OpenDocument for Spreadsheets

From time to time I am asked if Gnumeric supports or will support the OpenDocument standard. I am sad to report that the question is meaningless. The purpose of a standard ought to be interoperability; this standard is not a step in that direction.

Executive summary: The OpenDocument Standard v1.0 completely ignores semantics of spreadsheets, thus virtually ensuring that if two implementations of the standard existed then they could not use each other’s spreadsheets. That, in turn, renders the alleged standard pointless for spreadsheets.

The OpenDocument standard v1.0 is 708 pages long. You would think that in such an elephant they could find the space to hammer out a usable spec for spreadsheets. But no, they do not.

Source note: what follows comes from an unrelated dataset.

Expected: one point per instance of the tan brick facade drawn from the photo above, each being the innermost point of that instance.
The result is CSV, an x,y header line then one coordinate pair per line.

Formulas (or formulae if you are feeling learned) is an important part of what goes into spreadsheets. What does the alleged standard have to say about those? Basically you go to page 184-186 and find the two (equivalent) formula examples that it has:

  =sum([.A1:.A5])
  =sum([.A1];[.A2];[.A3];[.A4];[.A5])

Pedantics — that would be me — would point out that both these fail to comply with the formula requirement “Every formula should begin with a namespace prefix specifying the syntax and semantics used within the formula.” Hmmm… Or maybe “=” is that prefix and anyone seeing it will magically understand the syntax and semantics.

Regardless, we learn

  • the existence of a function named sum. I hope you can make good use of it, because it is the only function we get to know about. (There is a handful more in contexts unrelated to formulas.)
  • that there exists operators. Which ones seems to be a secret, apart from the fact that some of them are logical.
  • that numbers can be part of formulas. We will have to assume that regular C-like syntax for them is used.
  • that strings can be part of formulas. There is no clue about how to write them; I will guess that you put them in quotes, but what about embedded quotes, then?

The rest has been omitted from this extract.